Despite all the sparkling distraction, it is still very easy to see the time on this watch as the 11 pink gold hour markers within a titanium hour ring set with 281 diamonds contrast beautifully with the dial and the hand-polished pink gold hands. All of this is housed in a 42.6 x 9.2 mm mirror-polished rose gold case set with 55 baguette-cut diamonds outfitted with De Bethune’s signature floating lugs. These lugs are spring loaded so that when the strap is secured, they pull down to hug the wrist, fixing the watch in place. The thin bezel makes the watch wear small but look bigger than it really is. The titanium floating lugs are set with 184 baguette-cut and 112 brilliant-cut diamonds, while the crown—placed at 12 o’clock for maximum comfort—is set with one beautiful rose-cut diamond, whose vintage cut is in sharp contrast to the sci-fi-like mechanics. The strap buckle in titanium is likewise set with 146 brilliant-cut diamonds.
“Art in Time has always been about more than just showcasing extraordinary timepieces,” said Pierre Jacques, CEO of De Bethune. “It’s about celebrating the artistry, creativity and passion that goes into watchmaking. As they mark their fifth anniversary, we are extremely grateful for the incredible journey and the timeless bond between art and horology. Here’s to many more years of innovation, collaboration, and celebrating the beauty of time.”
MORE THAN JUST A WATCH BOUTIQUE
The Art in Time gallery also offers a variety of clocks and adjacent art and objects by Abrasax, L’Epée 1839, Buben&Zörweg, Reuge, Around Five, Florian Schlumpf and Marc Newson. The latter might be the most prominent among these names for most, though many may not know that Newson has always been enamoured of the watch industry, collaborating with brands like Ikepod and Jaeger-LeCoultre during his long career. Art in Time carries Newson’s Hourglass, a beautiful object hand-blown from one piece of borosilicate glass. This special creation contains stainless steel nanoballs precisely 0.6 mm in diameter with perfectly spherical shapes coated with fine gold and silver that measure the time for 10, 30 or 60 minutes depending on the size of hourglass chosen.

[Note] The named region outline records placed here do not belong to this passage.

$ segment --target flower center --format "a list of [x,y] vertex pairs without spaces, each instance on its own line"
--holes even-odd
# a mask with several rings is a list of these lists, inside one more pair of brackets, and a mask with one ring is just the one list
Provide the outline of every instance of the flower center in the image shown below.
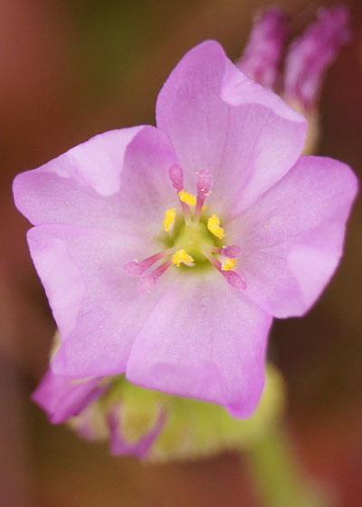
[[[165,250],[144,259],[126,263],[123,268],[130,276],[139,277],[139,290],[149,292],[161,275],[172,265],[176,268],[216,268],[230,285],[243,290],[246,283],[234,271],[241,249],[236,244],[223,245],[224,231],[216,215],[205,212],[205,201],[211,193],[213,179],[206,169],[200,169],[196,177],[196,196],[184,187],[184,173],[179,166],[172,166],[169,179],[177,192],[181,216],[176,208],[165,212],[163,227],[166,232]],[[190,209],[191,207],[191,209]],[[156,269],[148,272],[156,263],[162,261]]]

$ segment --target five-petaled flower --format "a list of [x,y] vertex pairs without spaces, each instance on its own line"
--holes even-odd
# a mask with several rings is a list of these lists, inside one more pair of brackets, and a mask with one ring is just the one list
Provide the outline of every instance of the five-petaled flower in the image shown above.
[[17,207],[58,324],[52,368],[254,409],[272,317],[335,271],[357,181],[301,157],[304,119],[215,42],[162,88],[157,128],[96,136],[19,175]]

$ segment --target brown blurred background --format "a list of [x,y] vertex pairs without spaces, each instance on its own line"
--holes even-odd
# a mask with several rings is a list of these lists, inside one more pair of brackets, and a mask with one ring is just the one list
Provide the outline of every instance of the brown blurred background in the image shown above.
[[[274,3],[275,4],[275,3]],[[299,33],[326,2],[281,0]],[[319,152],[362,166],[362,3],[354,40],[328,72]],[[5,507],[258,505],[244,460],[143,465],[52,426],[29,400],[54,323],[11,181],[90,136],[154,123],[157,91],[206,38],[237,58],[260,0],[1,0],[0,504]],[[306,472],[339,504],[362,505],[362,206],[329,289],[302,319],[276,321],[270,357],[288,386],[286,424]],[[291,506],[292,507],[292,506]]]

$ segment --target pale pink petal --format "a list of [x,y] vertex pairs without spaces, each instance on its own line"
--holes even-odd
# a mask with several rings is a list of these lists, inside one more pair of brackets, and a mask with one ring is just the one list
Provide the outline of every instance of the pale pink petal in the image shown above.
[[262,390],[271,321],[213,268],[185,273],[144,322],[126,376],[136,384],[214,401],[246,416]]
[[100,378],[76,380],[48,369],[32,397],[45,410],[52,423],[58,424],[77,416],[108,387],[109,384]]
[[149,235],[175,203],[168,168],[177,162],[154,127],[110,130],[18,175],[15,205],[35,225],[69,224]]
[[302,157],[273,188],[227,225],[238,243],[245,294],[275,317],[301,315],[338,264],[357,188],[345,164]]
[[181,60],[162,88],[157,127],[172,139],[187,188],[205,168],[214,178],[208,205],[237,215],[283,177],[303,148],[304,119],[247,78],[219,43]]
[[137,236],[64,225],[28,233],[30,252],[57,322],[62,346],[52,368],[93,377],[124,371],[131,343],[167,283],[141,294],[123,263],[149,244]]

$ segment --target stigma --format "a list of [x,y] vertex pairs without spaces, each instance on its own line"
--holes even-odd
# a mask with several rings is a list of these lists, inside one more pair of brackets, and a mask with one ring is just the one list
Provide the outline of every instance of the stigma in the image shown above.
[[229,285],[245,290],[246,282],[236,271],[237,259],[242,254],[240,246],[223,244],[226,234],[220,217],[205,211],[205,201],[213,187],[210,172],[202,168],[196,173],[195,196],[185,188],[180,166],[172,166],[168,177],[181,214],[176,207],[166,210],[162,225],[167,247],[143,261],[126,263],[123,269],[127,274],[139,279],[141,292],[149,292],[172,266],[181,270],[180,275],[186,274],[185,270],[210,266],[216,269]]

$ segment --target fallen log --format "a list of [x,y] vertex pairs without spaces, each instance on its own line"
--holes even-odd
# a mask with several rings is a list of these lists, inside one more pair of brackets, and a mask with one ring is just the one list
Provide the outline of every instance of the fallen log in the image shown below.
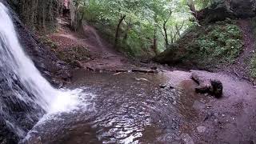
[[195,91],[199,94],[210,94],[216,98],[221,98],[223,92],[222,82],[218,79],[210,79],[192,73],[191,78],[198,84]]

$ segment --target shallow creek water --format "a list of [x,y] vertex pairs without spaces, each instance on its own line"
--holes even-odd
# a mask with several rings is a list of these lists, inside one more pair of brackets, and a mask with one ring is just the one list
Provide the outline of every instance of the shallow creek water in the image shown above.
[[[83,89],[86,106],[45,116],[25,142],[179,143],[181,133],[197,121],[194,104],[202,97],[192,90],[195,83],[182,80],[190,79],[187,73],[177,73],[179,77],[175,72],[114,74],[78,70],[68,87]],[[161,88],[162,84],[166,88]],[[183,86],[191,91],[184,91]]]

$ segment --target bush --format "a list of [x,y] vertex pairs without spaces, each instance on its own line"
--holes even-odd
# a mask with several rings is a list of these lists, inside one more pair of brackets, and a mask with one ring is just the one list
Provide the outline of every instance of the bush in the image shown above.
[[198,65],[234,63],[243,46],[242,31],[234,24],[216,23],[191,30],[187,35],[193,35],[191,33],[198,34],[194,34],[196,36],[186,46],[187,59],[194,59]]

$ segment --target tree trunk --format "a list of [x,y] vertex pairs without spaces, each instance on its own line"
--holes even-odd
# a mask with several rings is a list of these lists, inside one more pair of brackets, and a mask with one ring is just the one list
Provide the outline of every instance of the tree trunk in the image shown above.
[[118,44],[118,39],[119,39],[119,31],[120,31],[120,26],[122,22],[122,21],[126,18],[126,15],[121,15],[119,22],[118,22],[118,25],[117,26],[117,30],[115,32],[115,38],[114,38],[114,48],[117,49]]
[[167,21],[165,21],[164,23],[163,23],[163,26],[162,26],[163,31],[164,31],[164,33],[165,33],[164,34],[165,34],[166,47],[167,47],[168,45],[169,45],[166,23],[167,23]]
[[154,54],[156,55],[158,55],[158,38],[157,38],[157,30],[156,30],[156,28],[154,29],[154,31],[153,50],[154,50]]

The wall-filling clocks by Florian Schlumpf have been carried by the store ever since it opened. These objects allow the Swiss clockmaker to use his art and engineering expertise to explore his philosophy of time. As a result, Schlumpf’s clocks do not merely measure hours and minutes but present a personal introspective on the passing of time in a more mindful way.
Reuge, which was purchased by De Bethune in 2023, is Switzerland’s remaining luxury music box maker. Founded in 1865, forward-thinking and innovative objects have defined the brand just as much as its respect for traditional craftsmanship, which is evident in the wide range of products it issues. Likewise for clockmaker L’Épée, which was founded in 1839 and specialises in unusual and interesting clock designs.
“This is a wonderful project built not on assembling brands to draw public volume, but to work around the values and aspects of traditional watchmaking,” said Stephen Forsey of Greubel Forsey during the 2019 opening event in Monaco.
According to Mr. Scheufele, each of the maisons involved in Art in Time are about quality, creativity, innovation and audacity. “We are delighted with the results of our first five years in Monaco,” he says. “They exceed our expectations and reinforce the idea that such a place must exist in order to represent independent watchmakers with due dignity.”